La consistencia líquida o semilíquida puede abrir un muy amplio arco que va desde el puré o crema a la más líquida de un caldo. Es muy posible que las salsas provengan de primeros aderezos básicos: salados, picantes, zumos ácidos de frutas cítricos, dulces como la miel y el azúcar, y aromáticos con hierbas diversas.

En el siglo XIX, el chef Antonin Carême las clasificó en cuatro categorías y a cada una de ellas las denominó ‘salsa madre’: alemana, bechamel, salsa de tomate y velouté. Entre las emblemáticas y las consideradas ‘madres’ se ha conformado este ranking universal para disfrutar de lo lindo:

1. Holandesa: Se trata de una emulsión preparada con mantequilla y zumo de limón, o vinagre, que emplea yemas de huevos como elemento emulsionante.​ Por lo general se sazona con sal y un poco de pimienta blanca o incluso con polvo de cayena.

2. Bearnesa: Emulsionada con mantequilla y yema de huevo y condimentada con estragón y chalotas, y cocinado en vino y vinagre para hacer un glaseado. Se sirve caliente…

3. Española: Una de las salsas madre. Técnicamente parte de un roux oscuro al que se le agrega un vino generoso y un fondo oscuro. Es habitual para un napado de cortes cárnicos.

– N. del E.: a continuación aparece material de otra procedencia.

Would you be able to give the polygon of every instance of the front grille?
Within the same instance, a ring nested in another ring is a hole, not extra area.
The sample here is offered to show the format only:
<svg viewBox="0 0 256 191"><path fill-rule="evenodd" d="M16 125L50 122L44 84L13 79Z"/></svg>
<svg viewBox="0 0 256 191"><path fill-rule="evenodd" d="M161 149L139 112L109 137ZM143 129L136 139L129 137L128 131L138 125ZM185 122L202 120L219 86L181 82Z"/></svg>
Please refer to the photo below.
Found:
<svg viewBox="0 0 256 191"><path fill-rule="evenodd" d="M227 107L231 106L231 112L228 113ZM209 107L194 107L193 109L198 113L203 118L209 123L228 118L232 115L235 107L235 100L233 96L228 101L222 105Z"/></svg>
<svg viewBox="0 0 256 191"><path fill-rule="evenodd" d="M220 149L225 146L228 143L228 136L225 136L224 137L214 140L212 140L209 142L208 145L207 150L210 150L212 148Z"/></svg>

4. Bechamel: De las más utilizadas y quizá de las más simples, pues para elaborarla no se precisa caldo. Se utiliza leche, harina y mantequilla, y combina estupendamente con pastas horneadas, lasañas, vegetales, pescados y pollos.

5. Velouté: A partir de un roux y un caldo de carnes blancas, por lo general caldo de pollo, pero también toma forma con caldo de pescado o res.

6. De tomate o pomodoro: Evidente que para pizza o pastas, tiene géneros como especias y verduras que le dan un sabor distinto y la hacen más espesa.

7. Mayonesa: Una de las que ofrece mayor amplitud de variaciones, su base principal es la yema de huevo, aceite vegetal y algún ácido como jugo de limón o un tipo de vinagre.

8. Guacamole: El ‘guacamole' o guacamol es una salsa mexicana preparada a base de aguacate y chile verde.

9. Gravy: Del Reino Unido, contiene extractos de los jugos de cocción de carnes y verduras.

10. Teriyaky: Japonesa, se hace tradicionalmente mezclando y calentando la salsa de soja con sake o mirin y el azúcar o miel. La salsa se hierve y se reduce al grosor deseado.

Las salsas no solo apelan a las sensaciones del gusto y el aroma, pues ofrecen cromatismos diversos que afectan a la apariencia de un plato y a veces logran variaciones gustativas al mismo tiempo.